Advanced Micro Devices (AMD) has been one of the best stocks in the market over the last year. From last May to this February, AMD stock roughly quintupled, from 3 to 15. It has since gone through a predictable correction phase, but no serious damage was done.


Until yesterday.

20% Drop for AMD Stock

On Tuesday, AMD stock plummeted right from the opening bell, falling more than 20% at one point. Ostensibly, earnings were the culprit. While the chipmaker’s sales improved 18.3% and earnings per share ticked down at a slower rate (-$0.04) than they did a year ago, a lackluster gross margin forecast convinced investors to start selling AMD in droves.

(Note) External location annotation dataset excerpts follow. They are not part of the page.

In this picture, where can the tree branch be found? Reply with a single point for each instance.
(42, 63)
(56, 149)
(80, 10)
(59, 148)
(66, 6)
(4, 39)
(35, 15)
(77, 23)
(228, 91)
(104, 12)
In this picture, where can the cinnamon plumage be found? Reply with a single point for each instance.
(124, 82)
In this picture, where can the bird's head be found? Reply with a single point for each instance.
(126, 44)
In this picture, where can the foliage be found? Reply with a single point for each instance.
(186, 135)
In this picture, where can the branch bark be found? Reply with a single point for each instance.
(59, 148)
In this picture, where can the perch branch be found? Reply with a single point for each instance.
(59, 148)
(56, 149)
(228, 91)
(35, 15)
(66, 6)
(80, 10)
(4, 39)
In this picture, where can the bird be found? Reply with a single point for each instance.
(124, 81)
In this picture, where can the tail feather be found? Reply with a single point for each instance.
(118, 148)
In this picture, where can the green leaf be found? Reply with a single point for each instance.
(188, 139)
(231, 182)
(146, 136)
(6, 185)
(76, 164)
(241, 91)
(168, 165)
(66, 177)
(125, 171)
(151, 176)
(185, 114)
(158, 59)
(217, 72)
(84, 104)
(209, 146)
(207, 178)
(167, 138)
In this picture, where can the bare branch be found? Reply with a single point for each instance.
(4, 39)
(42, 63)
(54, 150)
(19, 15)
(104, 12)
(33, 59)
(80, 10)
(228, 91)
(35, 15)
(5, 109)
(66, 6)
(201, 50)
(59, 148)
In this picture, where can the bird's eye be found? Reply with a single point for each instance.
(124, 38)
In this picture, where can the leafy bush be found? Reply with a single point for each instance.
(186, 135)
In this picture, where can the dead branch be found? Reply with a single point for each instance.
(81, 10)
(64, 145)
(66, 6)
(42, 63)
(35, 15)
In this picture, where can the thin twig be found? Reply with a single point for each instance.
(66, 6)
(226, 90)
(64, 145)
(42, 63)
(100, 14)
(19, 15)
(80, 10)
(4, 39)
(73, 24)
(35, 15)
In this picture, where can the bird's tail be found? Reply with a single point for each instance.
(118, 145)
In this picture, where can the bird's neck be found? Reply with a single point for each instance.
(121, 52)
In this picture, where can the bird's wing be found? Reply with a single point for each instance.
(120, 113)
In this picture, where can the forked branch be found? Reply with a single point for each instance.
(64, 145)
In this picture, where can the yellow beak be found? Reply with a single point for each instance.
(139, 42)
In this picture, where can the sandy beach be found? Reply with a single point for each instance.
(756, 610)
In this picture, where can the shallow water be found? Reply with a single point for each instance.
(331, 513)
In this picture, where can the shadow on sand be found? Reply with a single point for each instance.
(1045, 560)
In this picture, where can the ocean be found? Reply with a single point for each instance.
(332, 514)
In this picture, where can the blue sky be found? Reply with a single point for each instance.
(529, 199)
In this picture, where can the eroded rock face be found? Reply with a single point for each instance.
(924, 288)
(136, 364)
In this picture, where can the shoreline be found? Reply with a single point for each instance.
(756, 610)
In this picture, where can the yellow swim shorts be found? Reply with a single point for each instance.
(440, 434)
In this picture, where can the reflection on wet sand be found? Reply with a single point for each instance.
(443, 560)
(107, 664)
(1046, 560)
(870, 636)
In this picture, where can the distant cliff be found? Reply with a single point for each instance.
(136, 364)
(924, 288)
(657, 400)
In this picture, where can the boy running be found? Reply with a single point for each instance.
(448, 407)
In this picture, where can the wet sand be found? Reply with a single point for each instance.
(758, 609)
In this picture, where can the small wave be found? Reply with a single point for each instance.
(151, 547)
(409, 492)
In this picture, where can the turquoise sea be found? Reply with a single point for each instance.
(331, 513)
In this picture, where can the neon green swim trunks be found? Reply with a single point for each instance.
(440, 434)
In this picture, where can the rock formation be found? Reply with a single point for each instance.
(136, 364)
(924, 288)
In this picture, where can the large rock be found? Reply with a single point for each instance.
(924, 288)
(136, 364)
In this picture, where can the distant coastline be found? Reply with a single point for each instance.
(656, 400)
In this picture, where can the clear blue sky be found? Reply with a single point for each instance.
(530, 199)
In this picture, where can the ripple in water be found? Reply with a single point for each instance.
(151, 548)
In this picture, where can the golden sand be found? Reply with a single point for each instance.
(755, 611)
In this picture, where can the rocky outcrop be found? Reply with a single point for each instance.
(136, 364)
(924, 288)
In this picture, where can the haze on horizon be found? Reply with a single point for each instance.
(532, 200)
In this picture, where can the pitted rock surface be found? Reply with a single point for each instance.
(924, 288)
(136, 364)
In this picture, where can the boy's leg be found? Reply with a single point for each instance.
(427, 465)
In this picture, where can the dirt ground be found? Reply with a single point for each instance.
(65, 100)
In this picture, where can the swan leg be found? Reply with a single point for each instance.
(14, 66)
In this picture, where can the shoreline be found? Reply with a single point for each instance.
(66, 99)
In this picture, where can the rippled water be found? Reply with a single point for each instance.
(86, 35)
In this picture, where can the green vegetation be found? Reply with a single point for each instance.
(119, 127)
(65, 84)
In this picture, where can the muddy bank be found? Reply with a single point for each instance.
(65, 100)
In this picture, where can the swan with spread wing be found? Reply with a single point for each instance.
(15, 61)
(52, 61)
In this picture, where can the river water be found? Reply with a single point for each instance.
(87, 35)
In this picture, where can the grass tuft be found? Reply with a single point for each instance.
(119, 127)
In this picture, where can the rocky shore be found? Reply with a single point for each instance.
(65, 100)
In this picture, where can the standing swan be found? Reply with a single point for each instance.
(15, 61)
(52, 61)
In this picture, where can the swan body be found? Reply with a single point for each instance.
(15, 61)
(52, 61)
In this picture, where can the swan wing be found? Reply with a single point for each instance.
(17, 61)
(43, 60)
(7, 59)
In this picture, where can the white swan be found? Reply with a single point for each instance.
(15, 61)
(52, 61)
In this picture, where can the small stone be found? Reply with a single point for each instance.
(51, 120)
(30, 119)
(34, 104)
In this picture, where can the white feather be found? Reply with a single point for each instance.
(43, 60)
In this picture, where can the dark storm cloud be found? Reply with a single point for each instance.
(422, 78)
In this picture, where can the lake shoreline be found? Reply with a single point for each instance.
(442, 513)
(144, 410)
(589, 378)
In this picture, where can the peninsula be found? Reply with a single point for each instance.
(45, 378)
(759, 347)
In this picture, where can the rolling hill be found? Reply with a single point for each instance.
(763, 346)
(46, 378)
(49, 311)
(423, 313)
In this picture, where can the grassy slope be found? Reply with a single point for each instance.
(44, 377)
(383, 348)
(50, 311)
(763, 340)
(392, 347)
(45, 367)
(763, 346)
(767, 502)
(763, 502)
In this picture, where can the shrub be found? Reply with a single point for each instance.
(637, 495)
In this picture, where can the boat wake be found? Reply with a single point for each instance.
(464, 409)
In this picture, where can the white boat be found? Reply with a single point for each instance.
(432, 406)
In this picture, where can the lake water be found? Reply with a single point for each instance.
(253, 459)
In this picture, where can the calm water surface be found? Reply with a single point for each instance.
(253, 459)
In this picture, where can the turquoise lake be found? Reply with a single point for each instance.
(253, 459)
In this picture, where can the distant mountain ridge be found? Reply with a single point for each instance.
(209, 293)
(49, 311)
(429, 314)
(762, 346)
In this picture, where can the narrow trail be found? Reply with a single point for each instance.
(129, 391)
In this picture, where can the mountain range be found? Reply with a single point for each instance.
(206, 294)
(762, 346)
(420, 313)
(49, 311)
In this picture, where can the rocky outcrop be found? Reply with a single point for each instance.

One-year chart for AMD stock.

The company expects second-quarter gross margins to decline to 33%. If that doesn’t sound like a huge deal, you’re right, especially when you consider that first-quarter margins were a mere percentage point higher at 34%. But when it comes to earnings season, it’s all about expectations, and analysts were anticipating higher gross margins in the current quarter. Sales and earnings were also in line with analyst estimates, which for a stock like AMD is almost akin to a miss.


Really, AMD stock is a victim of its own success. When a stock rises really far really fast—particularly a mid-cap stock like AMD—investors start looking for reasons to knock it down a peg or two. Evidently, lower-than-expected gross margin guidance and in-line sales and earnings were enough of a reason for AMD stock to be punished severely.

Granted, AMD does seem overvalued considering it hasn’t turned a profit since 2011, sales weren’t even growing until the last 12 months and the company has more debt than cash. It’s the all-at-once nature of the AMD stock selloff that seems a bit jarring.

Here’s the thing, though: The earnings sell-off may end up being good for AMD. When Wall Street punishes a stock in one fell swoop like this, it tends to over-punish. In the coming days, cooler heads will prevail, and many investors will realize that they may have overreacted. Plus, value buyers may swoop in at the sight of one of the market’s great growth stocks suddenly morphing into a bargain stock.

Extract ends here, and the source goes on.